Leitfaden:Krank ist nicht gleich krank

Wann man zu Hause bleiben sollte und wie man gesundheitlich angeschlagen mit Kollegen umgeht.

Von Felicitas Wilke

Zwischen dem Gefühl, topfit zu sein und einer schweren Erkrankung liegen Welten. Ein leichtes Halskratzen, zum Beispiel. Wann Beschäftigte im Bett bleiben sollten und wann sie trotzdem arbeiten können, ist für sie daher nicht immer leicht einzuschätzen. Die Hausärztin Anke Richter hat eine Faustregel parat. "Man sollte dann zuhause bleiben, wenn die Gefahr besteht, dass sich der Zustand ansonsten verschlechtert und man noch länger krank ist."

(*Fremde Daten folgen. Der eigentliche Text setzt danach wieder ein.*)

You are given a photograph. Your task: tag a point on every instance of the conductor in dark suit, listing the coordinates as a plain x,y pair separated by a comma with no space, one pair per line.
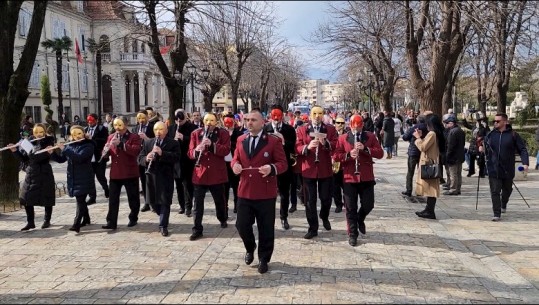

Bei Infektionskrankheiten, also zum Beispiel einer Erkältung, Mandelentzündung oder Magen-Darm, schreibt Richter ihre Patienten krank. Allein schon deshalb, weil sie in den ersten Tagen besonders ansteckend sind - und weil sie schneller gesund werden, wenn sie sich schonen. Auch das Robert-Koch-Institut empfiehlt diese Vorgehensweise. Dafür gibt es auch langfristig gesehen gute Gründe. Wenn Beschäftigte sich immer wieder krank zur Arbeit schleppen, steigt ihr Risiko, Jahre später einen Herzinfarkt zu erleiden. Das haben britische Wissenschaftler in einer Langzeitstudie herausgefunden.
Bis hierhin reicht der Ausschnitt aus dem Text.